Open-faced Tian Sandwich
Ingredients:
3 tablespoons extra-virgin olive oil
2 medium yellow onions, cut in half through the root and sliced into 1/8 inch-thick slices
2 teaspoons kosher salt
1/4 teaspoon freshly cracked black pepper
1-2 tablespoons water
2 tablespoons dry sherry
1 medium green bell pepper, chopped
1 zucchini, sliced into 1/8 inch-thick rounds
2 crookneck yellow squashes, sliced into 1/8 inch-thick rounds (don't use the skinny parts)
2 or 3 ripe Roma tomatoes, sliced into 1/8 inch-thick rounds
4 tablespoons of your favorite tapenade or pesto
1 garlic clove, peeled and finely chopped
2 teaspoons fresh thyme
4-6 slices of fresh sour dough bread
Freshly grated Parmesean

Directions:
In a small skillet, combine 1 tablespoon of the olive oil, the onions, 1 teaspoon of the salt, and 1/8 teaspoon of the pepper. Saute over medium-high heat, stirring frequently for about 10 minutes. When the onions begin to turn color, add a splash or so of water to deglaze the bottom of the pan and prevent them from burning. Continue cooking over medium heat about 20 minutes more, until the oinons are very soft and evenly caramelized. Stir in the sherry, and remove from heat.

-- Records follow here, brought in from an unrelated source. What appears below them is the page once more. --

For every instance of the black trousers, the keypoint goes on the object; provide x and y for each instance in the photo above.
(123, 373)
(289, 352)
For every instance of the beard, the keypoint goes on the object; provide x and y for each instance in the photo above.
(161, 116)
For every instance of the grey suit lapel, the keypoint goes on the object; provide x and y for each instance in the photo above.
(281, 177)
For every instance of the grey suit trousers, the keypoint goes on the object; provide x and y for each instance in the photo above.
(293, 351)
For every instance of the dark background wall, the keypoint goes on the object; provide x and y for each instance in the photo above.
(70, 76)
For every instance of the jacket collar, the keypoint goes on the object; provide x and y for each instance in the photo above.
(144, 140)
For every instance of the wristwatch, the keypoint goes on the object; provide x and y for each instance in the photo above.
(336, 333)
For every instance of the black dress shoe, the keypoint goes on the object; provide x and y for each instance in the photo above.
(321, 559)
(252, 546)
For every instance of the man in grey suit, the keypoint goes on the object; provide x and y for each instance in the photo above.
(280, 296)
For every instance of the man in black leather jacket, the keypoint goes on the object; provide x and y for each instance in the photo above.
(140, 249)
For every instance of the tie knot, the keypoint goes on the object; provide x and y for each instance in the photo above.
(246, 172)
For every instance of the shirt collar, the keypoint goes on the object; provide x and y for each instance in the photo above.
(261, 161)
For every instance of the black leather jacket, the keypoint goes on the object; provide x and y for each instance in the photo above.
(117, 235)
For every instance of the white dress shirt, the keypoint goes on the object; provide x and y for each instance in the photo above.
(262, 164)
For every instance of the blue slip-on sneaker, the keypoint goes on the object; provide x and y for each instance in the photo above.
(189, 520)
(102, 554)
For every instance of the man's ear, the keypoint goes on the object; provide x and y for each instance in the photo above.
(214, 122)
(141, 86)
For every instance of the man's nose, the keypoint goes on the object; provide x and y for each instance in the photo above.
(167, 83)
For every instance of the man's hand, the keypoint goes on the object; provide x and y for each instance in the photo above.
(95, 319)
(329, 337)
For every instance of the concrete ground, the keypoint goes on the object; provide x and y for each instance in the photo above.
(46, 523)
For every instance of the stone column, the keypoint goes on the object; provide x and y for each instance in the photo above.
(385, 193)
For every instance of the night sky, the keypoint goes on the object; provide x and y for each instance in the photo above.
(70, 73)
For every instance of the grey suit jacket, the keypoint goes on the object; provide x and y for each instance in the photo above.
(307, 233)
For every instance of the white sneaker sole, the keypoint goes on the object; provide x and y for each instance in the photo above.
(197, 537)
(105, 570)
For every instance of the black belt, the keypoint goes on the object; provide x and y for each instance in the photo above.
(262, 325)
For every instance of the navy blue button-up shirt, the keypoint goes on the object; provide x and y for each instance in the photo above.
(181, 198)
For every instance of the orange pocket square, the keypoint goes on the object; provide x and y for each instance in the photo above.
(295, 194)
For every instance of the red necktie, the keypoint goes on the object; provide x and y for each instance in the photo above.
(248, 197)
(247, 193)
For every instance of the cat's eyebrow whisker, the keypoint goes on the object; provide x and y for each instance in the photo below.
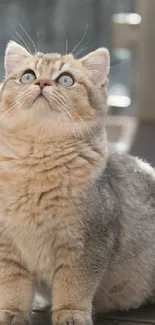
(83, 37)
(66, 42)
(28, 36)
(83, 48)
(38, 49)
(21, 39)
(16, 39)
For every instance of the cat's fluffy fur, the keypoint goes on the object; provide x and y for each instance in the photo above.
(71, 215)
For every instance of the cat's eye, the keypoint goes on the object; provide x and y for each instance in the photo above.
(28, 77)
(65, 80)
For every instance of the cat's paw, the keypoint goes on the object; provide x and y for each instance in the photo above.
(71, 317)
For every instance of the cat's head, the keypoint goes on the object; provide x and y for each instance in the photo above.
(53, 89)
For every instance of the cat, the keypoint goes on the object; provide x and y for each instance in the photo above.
(72, 214)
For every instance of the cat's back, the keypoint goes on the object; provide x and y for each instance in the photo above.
(120, 208)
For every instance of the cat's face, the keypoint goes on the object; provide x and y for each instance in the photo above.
(49, 88)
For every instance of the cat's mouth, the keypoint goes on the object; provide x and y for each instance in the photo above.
(41, 97)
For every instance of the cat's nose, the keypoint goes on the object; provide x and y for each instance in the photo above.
(43, 83)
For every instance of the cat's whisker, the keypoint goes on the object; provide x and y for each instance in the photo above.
(38, 49)
(66, 42)
(16, 39)
(83, 48)
(82, 39)
(21, 39)
(31, 40)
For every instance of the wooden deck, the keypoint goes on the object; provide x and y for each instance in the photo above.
(143, 316)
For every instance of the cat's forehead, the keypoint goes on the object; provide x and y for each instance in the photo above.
(53, 62)
(48, 56)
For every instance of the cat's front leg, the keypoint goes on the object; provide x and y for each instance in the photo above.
(16, 293)
(72, 294)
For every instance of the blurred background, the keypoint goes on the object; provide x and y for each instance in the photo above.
(126, 27)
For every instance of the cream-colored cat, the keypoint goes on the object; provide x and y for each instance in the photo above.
(72, 216)
(51, 150)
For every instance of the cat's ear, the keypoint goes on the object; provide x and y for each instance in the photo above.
(98, 65)
(14, 53)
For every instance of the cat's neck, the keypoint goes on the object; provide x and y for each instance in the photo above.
(73, 154)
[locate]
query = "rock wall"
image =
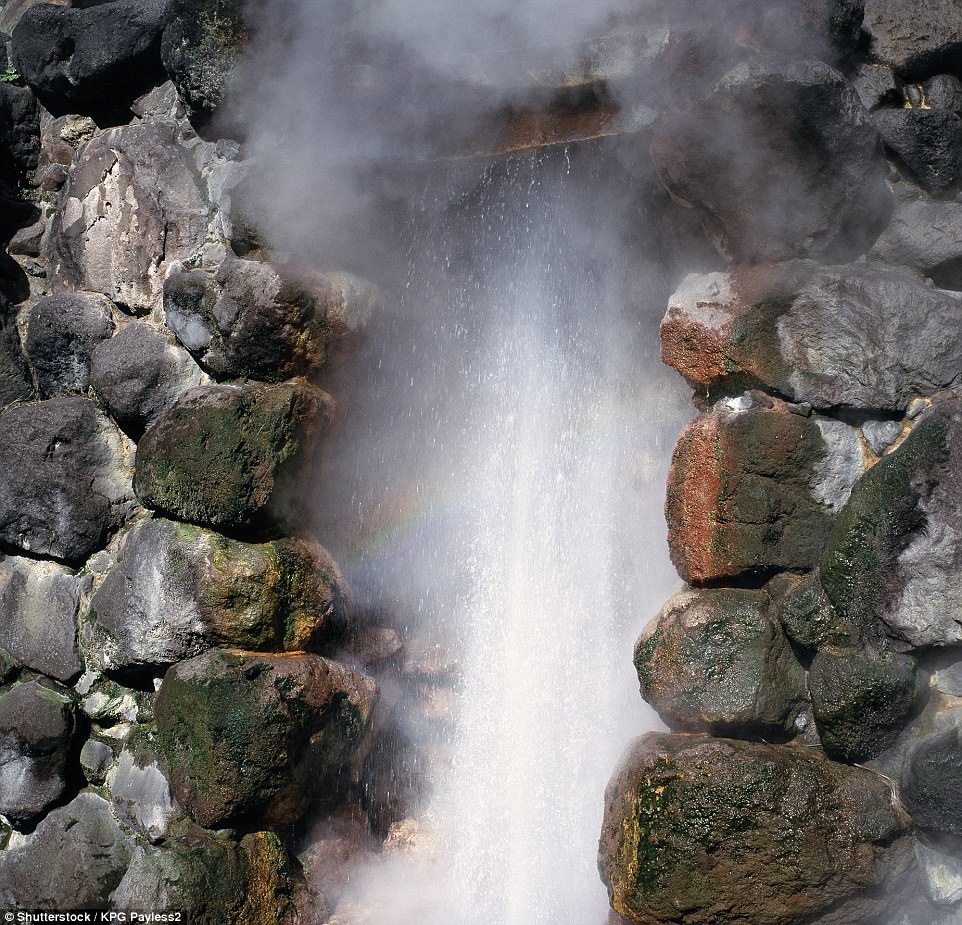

As the onions are cooking, heat a small skilled over medium high heat. Place the peppers, 1 tablespoon of the olive oil, and 1/2 teaspoon of the salt. Saute these ingredients for about 20 minutes, stirring constantly, until they are soft and tender.

Add the caramelized onions to the peppers, stir in 1/8 teaspoon of pepper, and remove from heat. Preheat the oven to 350 degrees.

Brush the bottom of a large baking dish (stoneware or glass will work best) with a little olive oil. Spread the tapenade or pesto evenly over the bread slices. Place them close together in the baking dish. Distribute the onion and pepper mixture over each slice.

At one end of the bread, place a round of yellow squash over the onion and pepper mixture. Then, place a tomato slice next to the squash, overlapping it about an inch. Follow the same procedure with a slice of the zucchini. Continue layering these ingredients until you reach the end of the bread slice - include as many vegetable pieces on each slice as possible!

Brush the vegetables with the remaining olive oil. Distribute the garlic, thyme leaves, and remaining salt over the vegetables. Cover the baking dish with foil and cook for one hour. Remove the foil and cook for 30 minutes more. The vegetables should be wrinkled and lightly browned - the salt pulls the liquid out of the vegetables so they will flatten out some on the bread. The longer you cook this dish, the better the flavors become! As soon as you take the dish out of the oven, sprinkle with Parmesan so that it melts. Serve warm. These sandwiches will easily reheat in the oven to make great leftovers!